Cleaning Data with OpenRefine: Clustering
Clustering
The cluster function uses several types of algorithms to analyze your data and help identify inconsistencies and errors. By using fuzzy matching on the values of a column, clustering determines if cell values are similar enough to be possible matches. For example, "Louisiana" and "louisiana" likely refer to the same location and just differ by capitalization, and "Gödel" and "Godel" probably refer to the same person.
Click on the down arrow next to the column header of the column you would like to cluster, then Edit cells > Cluster and edit.
A popup box will appear with several options.
OpenRefine offers two methods of clustering, Key Collision and Nearest Neighbor. Nearest Neighbor is a more tailored algorithm than Key Collision, so if you do not get satisfying results with one, try the other.
There are several options for Keying Function. These largely involve dealing with phonetic analysis or text in languages other than English and are beyond the scope of this introduction. The OpenRefine user documentation goes into more detail concerning these methods.

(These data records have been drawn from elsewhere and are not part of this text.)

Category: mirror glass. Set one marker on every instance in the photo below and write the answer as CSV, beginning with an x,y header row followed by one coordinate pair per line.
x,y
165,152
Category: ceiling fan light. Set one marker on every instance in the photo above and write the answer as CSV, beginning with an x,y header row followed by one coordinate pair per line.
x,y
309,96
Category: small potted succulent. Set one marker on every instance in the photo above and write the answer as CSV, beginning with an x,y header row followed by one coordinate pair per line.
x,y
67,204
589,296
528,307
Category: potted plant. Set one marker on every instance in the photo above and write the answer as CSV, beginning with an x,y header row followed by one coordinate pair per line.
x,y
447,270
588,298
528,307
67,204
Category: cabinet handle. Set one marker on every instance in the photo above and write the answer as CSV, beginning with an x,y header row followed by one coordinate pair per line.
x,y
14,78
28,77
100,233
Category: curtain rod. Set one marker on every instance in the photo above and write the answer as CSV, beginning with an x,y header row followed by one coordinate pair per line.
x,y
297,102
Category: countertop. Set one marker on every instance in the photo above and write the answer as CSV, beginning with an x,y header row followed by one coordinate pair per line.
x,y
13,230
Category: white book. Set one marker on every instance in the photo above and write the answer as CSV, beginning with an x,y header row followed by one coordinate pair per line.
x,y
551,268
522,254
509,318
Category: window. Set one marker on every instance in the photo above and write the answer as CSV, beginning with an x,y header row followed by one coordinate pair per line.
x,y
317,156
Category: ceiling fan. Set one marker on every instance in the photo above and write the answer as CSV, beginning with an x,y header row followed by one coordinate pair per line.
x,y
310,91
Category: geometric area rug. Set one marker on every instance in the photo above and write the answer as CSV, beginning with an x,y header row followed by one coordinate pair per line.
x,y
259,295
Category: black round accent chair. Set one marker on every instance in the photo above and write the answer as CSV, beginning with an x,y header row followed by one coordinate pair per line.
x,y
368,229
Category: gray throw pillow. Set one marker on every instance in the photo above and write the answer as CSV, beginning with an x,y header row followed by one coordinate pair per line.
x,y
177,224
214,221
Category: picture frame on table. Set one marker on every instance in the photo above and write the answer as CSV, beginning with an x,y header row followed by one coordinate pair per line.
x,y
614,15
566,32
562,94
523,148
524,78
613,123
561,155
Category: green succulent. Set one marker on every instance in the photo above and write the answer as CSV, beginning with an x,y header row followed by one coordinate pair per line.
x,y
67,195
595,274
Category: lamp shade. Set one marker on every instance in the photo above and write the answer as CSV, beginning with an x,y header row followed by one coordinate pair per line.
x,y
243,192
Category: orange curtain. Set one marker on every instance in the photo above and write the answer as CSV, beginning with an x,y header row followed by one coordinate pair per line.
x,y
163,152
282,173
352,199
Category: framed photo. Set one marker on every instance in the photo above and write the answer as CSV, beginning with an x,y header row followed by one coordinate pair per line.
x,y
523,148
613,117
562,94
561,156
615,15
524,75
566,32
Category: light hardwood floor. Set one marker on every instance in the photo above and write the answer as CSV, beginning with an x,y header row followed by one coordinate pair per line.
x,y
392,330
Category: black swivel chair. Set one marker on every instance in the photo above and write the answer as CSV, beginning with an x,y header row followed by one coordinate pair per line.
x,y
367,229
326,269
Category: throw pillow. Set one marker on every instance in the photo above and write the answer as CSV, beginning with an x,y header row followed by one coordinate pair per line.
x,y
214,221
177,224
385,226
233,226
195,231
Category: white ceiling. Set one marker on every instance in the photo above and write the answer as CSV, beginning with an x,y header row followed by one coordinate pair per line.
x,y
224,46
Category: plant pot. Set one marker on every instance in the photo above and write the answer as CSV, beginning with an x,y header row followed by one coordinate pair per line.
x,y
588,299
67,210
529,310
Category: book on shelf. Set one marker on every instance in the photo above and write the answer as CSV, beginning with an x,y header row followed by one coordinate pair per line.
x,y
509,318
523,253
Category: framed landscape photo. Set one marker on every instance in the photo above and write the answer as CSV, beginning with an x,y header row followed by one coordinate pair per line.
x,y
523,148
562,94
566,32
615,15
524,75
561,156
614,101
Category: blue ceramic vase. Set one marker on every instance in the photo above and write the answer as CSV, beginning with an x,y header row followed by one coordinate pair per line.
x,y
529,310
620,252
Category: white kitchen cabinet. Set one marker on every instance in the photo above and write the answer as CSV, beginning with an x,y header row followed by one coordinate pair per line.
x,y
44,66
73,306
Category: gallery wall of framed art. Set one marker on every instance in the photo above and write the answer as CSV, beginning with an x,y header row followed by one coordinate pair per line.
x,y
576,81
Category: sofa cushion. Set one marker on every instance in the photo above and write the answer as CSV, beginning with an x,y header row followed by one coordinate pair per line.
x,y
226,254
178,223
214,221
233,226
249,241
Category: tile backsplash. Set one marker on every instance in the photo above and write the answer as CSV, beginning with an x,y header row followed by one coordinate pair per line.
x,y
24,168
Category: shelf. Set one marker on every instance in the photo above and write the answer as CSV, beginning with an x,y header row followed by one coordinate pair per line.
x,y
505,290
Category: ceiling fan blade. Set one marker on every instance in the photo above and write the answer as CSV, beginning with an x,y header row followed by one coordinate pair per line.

The program will analyze the text in the columns for similar results.
In the example below, the Nearest Neighbor cluster search has given two results:
"Healthcare" and "Health care"
"Nonprofits" and "Nonprofit"
You can choose whether you want to merge the values by checking the Merge? box.
In the New cell value box, you can type what value you want both of the merged cells to have.
When you have selected all the cells you want to correct, click on the button that says Merge selected and close. This will perform the clustering action.
Getting a firm grasp of your data at the outset is important. For example, you would not want to try clustering the salary column, as it is possible that two separate people would have the same salary. Clustering is useful for grouping and regrouping different sets of descriptors and name disambiguation.